After the intelligent upgrade, the control system, through industrial-grade image acquisition and a high-performance edge computing platform, can complete real-time detection of the mineral belt separation point on each shaking table deck and dynamic calibration of the servo-driven cutting plate within milliseconds, completely eliminating separation fluctuations caused by differences in manual experience.

A historic leap in tungsten and tin resource recovery

Large-scale industrial field trial data from the Jiangxi University of Science and Technology team shows that after equipping the OreBound-YOLO intelligent concentrate collection control system, the shaking table production indicators achieved a disruptive leap:

The grade of WO₃ (tungsten trioxide) in the concentrate increased by 2.4 to 2.9 times;

The grade of Sn (tin) in the concentrate increased by 1.4 to 2.1 times;

At the same time, the loss of valuable components in the tailings was significantly reduced, and the overall tailings grade decreased markedly, significantly improving ore resource utilization and greatly reducing manual dependency and operational costs.

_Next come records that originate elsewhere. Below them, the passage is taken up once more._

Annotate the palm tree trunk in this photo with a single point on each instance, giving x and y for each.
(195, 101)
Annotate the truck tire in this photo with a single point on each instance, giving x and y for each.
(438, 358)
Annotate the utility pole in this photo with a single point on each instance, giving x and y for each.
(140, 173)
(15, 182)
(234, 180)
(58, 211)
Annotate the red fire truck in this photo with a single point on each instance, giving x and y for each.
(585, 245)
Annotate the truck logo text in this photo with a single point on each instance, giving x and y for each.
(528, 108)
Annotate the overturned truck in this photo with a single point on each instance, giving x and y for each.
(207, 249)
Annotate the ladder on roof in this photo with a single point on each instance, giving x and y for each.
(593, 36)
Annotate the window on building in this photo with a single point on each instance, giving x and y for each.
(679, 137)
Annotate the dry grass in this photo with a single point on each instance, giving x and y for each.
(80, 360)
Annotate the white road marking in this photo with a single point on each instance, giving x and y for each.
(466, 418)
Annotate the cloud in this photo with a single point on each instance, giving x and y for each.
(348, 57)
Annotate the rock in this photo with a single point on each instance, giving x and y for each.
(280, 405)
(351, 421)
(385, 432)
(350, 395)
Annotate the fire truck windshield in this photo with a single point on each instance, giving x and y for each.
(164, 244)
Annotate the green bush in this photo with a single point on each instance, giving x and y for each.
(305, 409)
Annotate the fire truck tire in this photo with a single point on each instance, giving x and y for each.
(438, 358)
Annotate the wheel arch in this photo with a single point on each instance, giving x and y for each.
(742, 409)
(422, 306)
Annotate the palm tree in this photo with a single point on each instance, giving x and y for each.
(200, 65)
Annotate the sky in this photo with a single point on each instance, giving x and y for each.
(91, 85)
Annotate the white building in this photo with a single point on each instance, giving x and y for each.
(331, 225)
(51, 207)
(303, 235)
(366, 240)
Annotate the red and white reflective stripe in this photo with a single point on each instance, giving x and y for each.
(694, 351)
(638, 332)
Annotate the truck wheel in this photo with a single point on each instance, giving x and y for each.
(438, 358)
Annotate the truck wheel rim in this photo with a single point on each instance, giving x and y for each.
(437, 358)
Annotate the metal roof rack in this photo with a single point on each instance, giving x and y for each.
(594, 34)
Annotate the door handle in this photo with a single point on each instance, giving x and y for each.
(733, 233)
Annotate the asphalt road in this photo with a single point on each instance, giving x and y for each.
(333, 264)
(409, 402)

In terms of promotion and application, this technological equipment has further demonstrated extremely high resource benefits and commercial transformation potential. Relevant data shows that after deploying the intelligent concentrate collection system for shaking tables at a large mine in Jiangxi Province, the WO₃ recovery rate increased by 14.11%, and the Sn recovery rate increased by 15.66%, far exceeding the economic and technical indicators of mineral processing under traditional manual operations, creating significant economic value for the mine.

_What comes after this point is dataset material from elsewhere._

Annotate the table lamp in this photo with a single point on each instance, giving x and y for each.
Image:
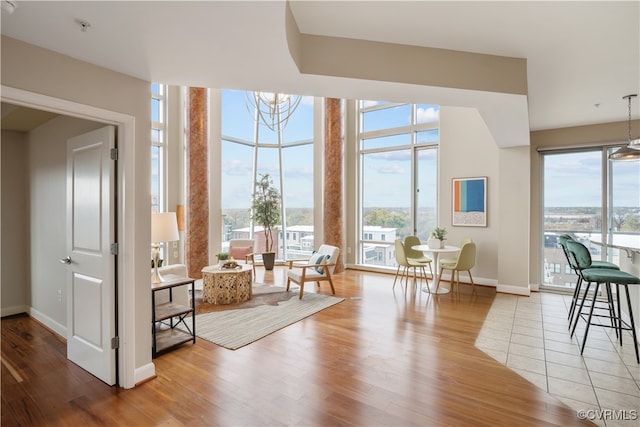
(164, 228)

Intelligent new infrastructure for mineral processing across all categories and industries

This systematic breakthrough not only brings industrial-level economic and emission reduction value to tungsten and tin separation but also provides China's modern mineral processing industry with an extremely clear strategic blueprint:

Reshaping strategic supply capacity for key metals: China is the world's major producer and consumer of tungsten and tin, with continuously growing demand in areas such as new energy batteries, advanced semiconductors, and special alloys. The high-identification-precision concentrate collection system can ensure the long-term stability of high-value-added mineral resource flows, effectively enhancing the country's control over strategic resources;

Empowering high-value narrow particle size recovery scenarios such as tantalum-niobium, ilmenite, and beach placer: The algorithm of this technical system has strong generalization ability and can be quickly adapted to different mineral types and deck configurations, potentially enabling large-scale replication and intelligent process reengineering in multi-metal complex associated mines;

Building a "unmanned processing plant" and integrated mine cluster collaboration base: Combined with 5G remote control and edge computing architecture, this system can support centralized management and control of multiple shaking tables, promoting the evolution of mineral processing operations from single-machine automation to full-process intelligence, providing key technical reserves for "dark factory production" in processing plants;

Promoting tailings resource re-processing and low-carbon operations: The system significantly reduces tailings losses, helping enterprises reduce carbon emissions and pressure for tailings pond expansion, providing sustainable process support for the mining industry's transition towards "resource-saving and environmentally friendly" operations.

From the birth of the first prototype shaking table in the United States in the late 19th century, to the Wilfley shaking table establishing the modern separation pattern in the 20th century, and now to the Jiangxi University of Science and Technology team implanting a deep learning "intelligent neural center" into this century-old equipment, the evolutionary history of the shaking table—a key piece of equipment—has turned a decisive page. The paradigm shift from "manual experience" to "data-driven" separation is bringing China's mines from "human eye monitoring" into a new era of full-time, full-domain, and full-process intelligent decision-making.